TOKYO - Jepang mengatakan akan mulai melepaskan lebih dari satu juta metrik ton air olahan dari pembangkit listrik tenaga nuklir (PLTN) Fukushima yang rusak pada 24 Agustus 2023, sesuai rencana yang menuai kritik keras dari Tiongkok.

Dikutip dari The Straits Times, Selasa (22/8), rencana tersebut, yang disetujui dua tahun lalu oleh pemerintah Jepang, sebagai hal yang penting untuk menonaktifkan pembangkit listrik yang dioperasikan oleh Tokyo Electric Power Company (Tepco), juga mendapat kritik dari kelompok nelayan lokal, yang khawatir akan rusaknya reputasi dan ancaman terhadap mata pencaharian mereka.

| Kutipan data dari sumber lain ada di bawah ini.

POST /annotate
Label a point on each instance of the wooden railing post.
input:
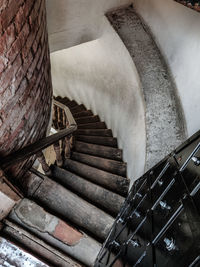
(67, 147)
(42, 160)
(59, 159)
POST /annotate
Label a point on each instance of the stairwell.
(65, 218)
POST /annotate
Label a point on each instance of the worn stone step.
(88, 119)
(98, 150)
(108, 165)
(55, 232)
(94, 132)
(77, 109)
(95, 125)
(13, 255)
(96, 194)
(36, 246)
(108, 180)
(69, 205)
(98, 140)
(84, 113)
(70, 104)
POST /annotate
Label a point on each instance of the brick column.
(25, 79)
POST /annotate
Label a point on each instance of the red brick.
(10, 12)
(18, 44)
(25, 89)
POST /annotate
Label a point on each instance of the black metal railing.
(194, 4)
(64, 122)
(159, 223)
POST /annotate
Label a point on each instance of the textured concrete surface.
(176, 31)
(164, 124)
(73, 22)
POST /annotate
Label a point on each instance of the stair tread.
(108, 180)
(99, 140)
(78, 108)
(94, 132)
(87, 119)
(93, 125)
(102, 197)
(84, 113)
(109, 165)
(98, 150)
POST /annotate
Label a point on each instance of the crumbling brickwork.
(25, 80)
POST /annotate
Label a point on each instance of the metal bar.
(41, 144)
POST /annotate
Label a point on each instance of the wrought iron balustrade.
(159, 223)
(65, 124)
(194, 4)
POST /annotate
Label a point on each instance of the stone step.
(12, 255)
(78, 108)
(69, 206)
(95, 125)
(35, 246)
(88, 119)
(108, 180)
(96, 194)
(98, 140)
(98, 150)
(84, 113)
(113, 166)
(70, 104)
(94, 132)
(32, 217)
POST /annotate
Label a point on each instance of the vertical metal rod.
(59, 159)
(42, 160)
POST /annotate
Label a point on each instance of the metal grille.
(194, 4)
(159, 224)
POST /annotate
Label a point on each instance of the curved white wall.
(72, 22)
(176, 31)
(102, 75)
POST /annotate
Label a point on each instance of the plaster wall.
(72, 22)
(176, 31)
(101, 74)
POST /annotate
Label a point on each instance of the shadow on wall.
(102, 75)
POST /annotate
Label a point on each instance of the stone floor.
(164, 122)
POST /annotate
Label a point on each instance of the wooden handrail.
(41, 144)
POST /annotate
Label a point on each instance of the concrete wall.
(102, 75)
(72, 22)
(176, 31)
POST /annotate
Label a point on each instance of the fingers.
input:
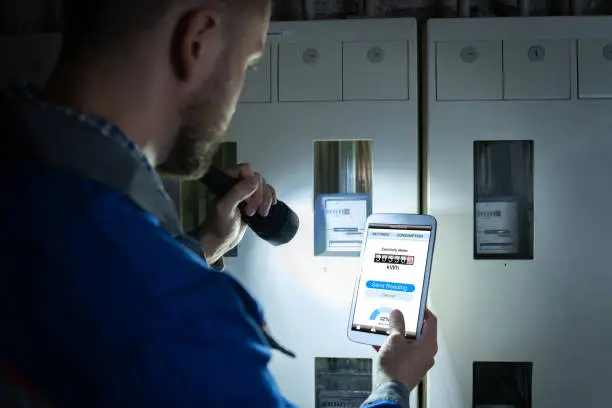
(227, 205)
(396, 323)
(262, 199)
(240, 171)
(255, 200)
(429, 336)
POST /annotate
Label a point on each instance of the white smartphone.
(395, 268)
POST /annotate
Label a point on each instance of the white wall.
(554, 310)
(307, 299)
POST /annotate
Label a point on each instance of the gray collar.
(57, 140)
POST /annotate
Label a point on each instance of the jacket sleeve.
(389, 395)
(197, 346)
(215, 356)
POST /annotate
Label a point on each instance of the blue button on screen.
(397, 287)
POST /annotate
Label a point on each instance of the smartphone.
(396, 256)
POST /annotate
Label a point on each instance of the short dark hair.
(96, 24)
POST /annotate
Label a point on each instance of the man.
(103, 301)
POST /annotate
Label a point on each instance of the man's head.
(201, 50)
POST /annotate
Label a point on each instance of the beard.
(203, 127)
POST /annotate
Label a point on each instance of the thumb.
(245, 188)
(396, 323)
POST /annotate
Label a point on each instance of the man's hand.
(224, 229)
(404, 361)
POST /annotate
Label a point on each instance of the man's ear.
(196, 35)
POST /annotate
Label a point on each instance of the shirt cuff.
(391, 391)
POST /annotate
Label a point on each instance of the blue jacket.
(101, 306)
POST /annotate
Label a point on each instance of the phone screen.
(392, 276)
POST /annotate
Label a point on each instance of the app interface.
(392, 276)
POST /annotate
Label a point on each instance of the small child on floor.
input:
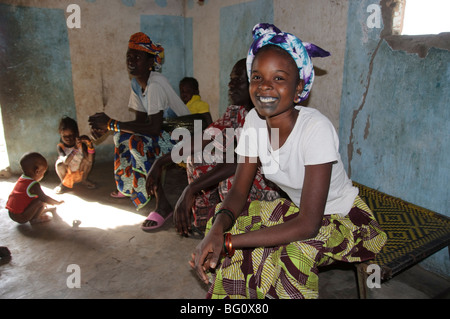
(28, 202)
(190, 95)
(76, 155)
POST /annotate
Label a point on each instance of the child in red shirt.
(28, 202)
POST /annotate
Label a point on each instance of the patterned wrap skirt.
(291, 271)
(134, 155)
(206, 201)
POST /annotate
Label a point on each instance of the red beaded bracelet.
(228, 245)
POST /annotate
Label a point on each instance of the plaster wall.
(222, 35)
(394, 127)
(87, 73)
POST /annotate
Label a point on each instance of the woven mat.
(414, 233)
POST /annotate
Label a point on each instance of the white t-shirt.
(158, 96)
(312, 141)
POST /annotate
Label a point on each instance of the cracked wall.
(394, 127)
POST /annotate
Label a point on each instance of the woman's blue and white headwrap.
(302, 52)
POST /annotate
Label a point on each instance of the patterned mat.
(414, 233)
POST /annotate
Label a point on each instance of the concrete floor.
(116, 259)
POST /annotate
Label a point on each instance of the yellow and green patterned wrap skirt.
(291, 271)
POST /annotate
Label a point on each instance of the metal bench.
(414, 233)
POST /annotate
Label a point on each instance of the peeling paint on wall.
(394, 125)
(36, 83)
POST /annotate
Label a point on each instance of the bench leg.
(362, 280)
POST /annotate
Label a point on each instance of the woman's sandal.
(117, 194)
(155, 217)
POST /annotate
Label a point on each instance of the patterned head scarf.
(140, 41)
(302, 52)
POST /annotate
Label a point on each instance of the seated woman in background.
(209, 182)
(273, 249)
(138, 143)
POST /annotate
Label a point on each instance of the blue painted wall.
(236, 25)
(174, 33)
(394, 120)
(35, 79)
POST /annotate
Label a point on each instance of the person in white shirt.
(140, 142)
(273, 249)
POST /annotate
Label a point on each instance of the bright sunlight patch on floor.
(426, 17)
(4, 162)
(77, 212)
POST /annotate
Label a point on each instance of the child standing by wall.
(324, 219)
(190, 95)
(27, 202)
(75, 156)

"Saya telah meminta Tepco untuk segera mempersiapkan pembuangan air sesuai rencana yang disetujui oleh Otoritas Regulasi Nuklir, dan mengharapkan pelepasan air dimulai pada 24 Agustus, jika kondisi cuaca memungkinkan," kata Perdana Menteri Fumio Kishida.

Pengumuman itu muncul sehari setelah pemerintah mengatakan industri perikanan telah memahami keamanan atas pembuangan air itu, bahkan ketika kelompok nelayan mengatakan masih khawatir kerusakan reputasi akan merusak mata pencaharian.

"Batch pertama air yang akan dilepaskan mulai Kamis berjumlah 7.800 meter kubik selama sekitar 17 hari," kata Tepco pada briefing yang diadakan pada Selasa.

"Air itu akan mengandung sekitar 190 becquerels (satuan radioaktivitas) tritium per liter, di bawah batas minum Organisasi Kesehatan Dunia sebesar 10.000 becquerels per liter," ujar Tepco.

Memenuhi Standar

Badan Energi Atom Internasional atau International Atomic Energy Agency (IAEA), memberi lampu hijau pada rencana tersebut pada Juli, dengan mengatakan itu memenuhi standar internasional dan dampaknya terhadap manusia dan lingkungan "dapat diabaikan".

Sekitar 56 persen responden survei yang dilakukan oleh lembaga penyiaran Jepang, Fuji News Network (FNN), pada akhir pekan mengatakan mereka mendukung rilis itu, sementara 37 persen menentangnya.

"IAEA dan banyak negara lain telah menyatakan hal ini aman, jadi saya yakin hal ini aman. Tapi para nelayan menghadapi begitu banyak masalah sehingga pemerintah Jepang perlu melakukan sesuatu untuk meyakinkan mereka," kata aktivis LSM berusia 77 tahun, Hiroko Hashimoto.